Friday, December 12, 2014

Former Club Gitmo Terrorists Leave Hospital in Uruguay

12/12/2014

Terrorists to live next door to unknowing citizens

MONTEVIDEO – Six former Guantanamo detainees accepted in Uruguay as refugees have left the Armed Forces Hospital where they underwent exams and are staying in temporary lodgings provided by the PIT CNT labor confederation.

“We believe that in two or three months they will be able to move around the country, adapt and live untroubled,” PIT CNT international relations secretary Gabriel Molina told Efe on Thursday.

The labor federation will look after the men until they find paying jobs, Molina said, adding that some companies have already expressed interest in hiring the refugees.

The PIT CNT approached the government of President Jose Mujica with an offer to take care of the men – four Syrians, one Palestinian and one Tunisian who arrived in Montevideo on Sunday – until “they adapt to the country.”

Uruguay’s deputy foreign minister, Luis Porto, said the Refugee Law prohibits disclosure of information about the six men released from the U.S. detention facility in Guantanamo, Cuba.

To protect their privacy, authorities arranged for the former detainees to leave the hospital in the wee hours.

Molina urged the media “to leave them in peace.”

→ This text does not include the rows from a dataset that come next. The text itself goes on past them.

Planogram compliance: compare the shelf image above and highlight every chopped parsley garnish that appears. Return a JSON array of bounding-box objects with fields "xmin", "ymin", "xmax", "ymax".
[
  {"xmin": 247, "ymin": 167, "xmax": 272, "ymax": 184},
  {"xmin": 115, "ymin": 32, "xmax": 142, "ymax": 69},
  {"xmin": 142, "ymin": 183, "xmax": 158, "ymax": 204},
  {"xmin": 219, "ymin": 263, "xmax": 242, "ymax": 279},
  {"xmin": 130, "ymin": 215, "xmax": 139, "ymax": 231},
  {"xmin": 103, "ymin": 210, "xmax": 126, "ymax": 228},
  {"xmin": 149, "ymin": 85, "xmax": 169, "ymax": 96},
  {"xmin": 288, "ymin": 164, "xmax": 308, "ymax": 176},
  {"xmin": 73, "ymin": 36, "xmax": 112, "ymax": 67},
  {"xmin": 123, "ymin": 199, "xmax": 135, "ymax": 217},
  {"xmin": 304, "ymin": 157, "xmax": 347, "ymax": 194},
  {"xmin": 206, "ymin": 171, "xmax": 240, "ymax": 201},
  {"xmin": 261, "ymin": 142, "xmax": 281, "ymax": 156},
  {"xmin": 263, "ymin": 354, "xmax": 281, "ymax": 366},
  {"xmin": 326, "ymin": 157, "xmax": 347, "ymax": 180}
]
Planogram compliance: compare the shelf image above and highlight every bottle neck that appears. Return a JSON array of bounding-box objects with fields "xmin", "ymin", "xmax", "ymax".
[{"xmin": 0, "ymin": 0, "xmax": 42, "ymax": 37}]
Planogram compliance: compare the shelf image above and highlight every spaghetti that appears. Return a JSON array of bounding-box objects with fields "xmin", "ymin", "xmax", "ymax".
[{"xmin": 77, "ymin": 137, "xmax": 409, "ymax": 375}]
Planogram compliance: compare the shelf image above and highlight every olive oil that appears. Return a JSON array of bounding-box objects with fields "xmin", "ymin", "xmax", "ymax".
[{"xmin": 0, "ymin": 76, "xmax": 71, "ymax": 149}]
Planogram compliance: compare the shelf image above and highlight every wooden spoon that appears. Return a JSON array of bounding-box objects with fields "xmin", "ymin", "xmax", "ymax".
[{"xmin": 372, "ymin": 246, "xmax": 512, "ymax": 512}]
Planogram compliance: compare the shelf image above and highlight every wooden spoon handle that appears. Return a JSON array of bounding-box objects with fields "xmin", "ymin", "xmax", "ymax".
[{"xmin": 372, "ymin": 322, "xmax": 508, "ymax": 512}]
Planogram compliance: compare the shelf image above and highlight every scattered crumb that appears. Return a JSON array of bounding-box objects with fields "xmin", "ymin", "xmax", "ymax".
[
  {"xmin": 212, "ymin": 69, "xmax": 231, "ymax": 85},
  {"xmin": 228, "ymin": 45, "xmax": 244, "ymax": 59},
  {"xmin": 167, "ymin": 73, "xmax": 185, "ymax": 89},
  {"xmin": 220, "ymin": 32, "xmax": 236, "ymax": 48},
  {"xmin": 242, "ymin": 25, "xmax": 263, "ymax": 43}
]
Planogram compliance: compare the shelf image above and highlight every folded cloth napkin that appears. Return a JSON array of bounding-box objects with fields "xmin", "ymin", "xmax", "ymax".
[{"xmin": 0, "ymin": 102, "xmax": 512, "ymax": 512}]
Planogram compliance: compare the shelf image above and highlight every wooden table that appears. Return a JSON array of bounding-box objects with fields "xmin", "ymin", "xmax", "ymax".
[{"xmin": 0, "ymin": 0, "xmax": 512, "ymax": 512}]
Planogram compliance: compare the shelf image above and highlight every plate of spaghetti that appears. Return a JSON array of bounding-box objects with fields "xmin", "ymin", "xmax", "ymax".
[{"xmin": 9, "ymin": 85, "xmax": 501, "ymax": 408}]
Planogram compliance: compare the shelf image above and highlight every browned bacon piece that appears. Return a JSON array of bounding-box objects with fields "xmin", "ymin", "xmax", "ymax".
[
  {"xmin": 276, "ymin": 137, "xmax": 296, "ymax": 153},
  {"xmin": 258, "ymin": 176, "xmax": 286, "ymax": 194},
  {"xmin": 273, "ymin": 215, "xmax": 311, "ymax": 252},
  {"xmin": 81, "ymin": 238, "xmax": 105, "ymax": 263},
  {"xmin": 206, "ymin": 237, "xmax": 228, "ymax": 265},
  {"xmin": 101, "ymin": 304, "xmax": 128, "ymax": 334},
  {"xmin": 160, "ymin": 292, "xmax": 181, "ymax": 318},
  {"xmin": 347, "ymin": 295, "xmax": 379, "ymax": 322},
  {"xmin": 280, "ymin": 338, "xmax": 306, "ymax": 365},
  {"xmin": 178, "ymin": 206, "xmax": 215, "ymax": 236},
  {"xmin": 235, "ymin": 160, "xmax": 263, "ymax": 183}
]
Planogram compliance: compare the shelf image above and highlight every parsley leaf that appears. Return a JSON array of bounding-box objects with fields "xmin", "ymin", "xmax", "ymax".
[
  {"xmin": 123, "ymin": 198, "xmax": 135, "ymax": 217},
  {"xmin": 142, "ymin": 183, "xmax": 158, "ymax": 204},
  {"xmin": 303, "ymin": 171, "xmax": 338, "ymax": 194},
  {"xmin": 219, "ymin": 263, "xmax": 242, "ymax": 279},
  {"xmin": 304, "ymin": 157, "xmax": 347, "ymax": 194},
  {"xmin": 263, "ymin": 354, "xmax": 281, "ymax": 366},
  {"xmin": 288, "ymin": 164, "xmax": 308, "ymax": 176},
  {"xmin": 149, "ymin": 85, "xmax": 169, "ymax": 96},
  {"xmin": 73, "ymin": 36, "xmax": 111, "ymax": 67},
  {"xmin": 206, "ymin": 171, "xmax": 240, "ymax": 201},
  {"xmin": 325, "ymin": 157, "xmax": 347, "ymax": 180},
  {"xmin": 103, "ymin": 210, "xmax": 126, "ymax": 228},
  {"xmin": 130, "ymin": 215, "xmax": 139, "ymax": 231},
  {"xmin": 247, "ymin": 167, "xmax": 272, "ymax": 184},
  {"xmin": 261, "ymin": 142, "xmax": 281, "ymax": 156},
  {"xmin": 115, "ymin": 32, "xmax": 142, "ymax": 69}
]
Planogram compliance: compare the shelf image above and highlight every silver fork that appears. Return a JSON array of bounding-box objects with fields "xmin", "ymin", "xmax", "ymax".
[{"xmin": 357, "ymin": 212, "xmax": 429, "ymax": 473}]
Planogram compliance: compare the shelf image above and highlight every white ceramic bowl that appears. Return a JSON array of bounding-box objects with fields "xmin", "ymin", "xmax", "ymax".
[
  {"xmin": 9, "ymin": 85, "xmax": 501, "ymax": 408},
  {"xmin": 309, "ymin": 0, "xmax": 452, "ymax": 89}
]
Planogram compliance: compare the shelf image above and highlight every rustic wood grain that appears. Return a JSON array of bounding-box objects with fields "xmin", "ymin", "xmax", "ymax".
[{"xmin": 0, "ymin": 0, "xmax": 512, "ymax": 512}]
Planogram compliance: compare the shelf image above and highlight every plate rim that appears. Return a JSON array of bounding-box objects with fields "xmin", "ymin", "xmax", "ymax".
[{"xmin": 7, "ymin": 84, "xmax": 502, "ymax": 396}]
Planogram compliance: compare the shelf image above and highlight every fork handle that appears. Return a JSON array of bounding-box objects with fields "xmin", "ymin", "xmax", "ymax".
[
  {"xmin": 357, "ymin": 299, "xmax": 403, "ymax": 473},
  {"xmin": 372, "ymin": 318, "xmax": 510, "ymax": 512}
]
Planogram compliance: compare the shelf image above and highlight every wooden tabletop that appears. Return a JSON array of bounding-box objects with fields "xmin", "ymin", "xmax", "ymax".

Some of the refugees have expressed their intent to bring their families to Uruguay.

In a statement issued Tuesday, the PIT CNT expressed solidarity with the former prisoners, “who have not been accused of any illegal act, and who have suffered many years of imprisonment and physical and psychological aggression.”

“We support the decision of President Mujica and his government decision to open the doors to these citizens,” the statement said. “Steps of this kind are in line with some of the labor movement’s most cherished values, such as solidarity.”

The Uruguayan labor confederation has also provided assistance to Syrian families who recently came to the country as refugees from their country’s civil war.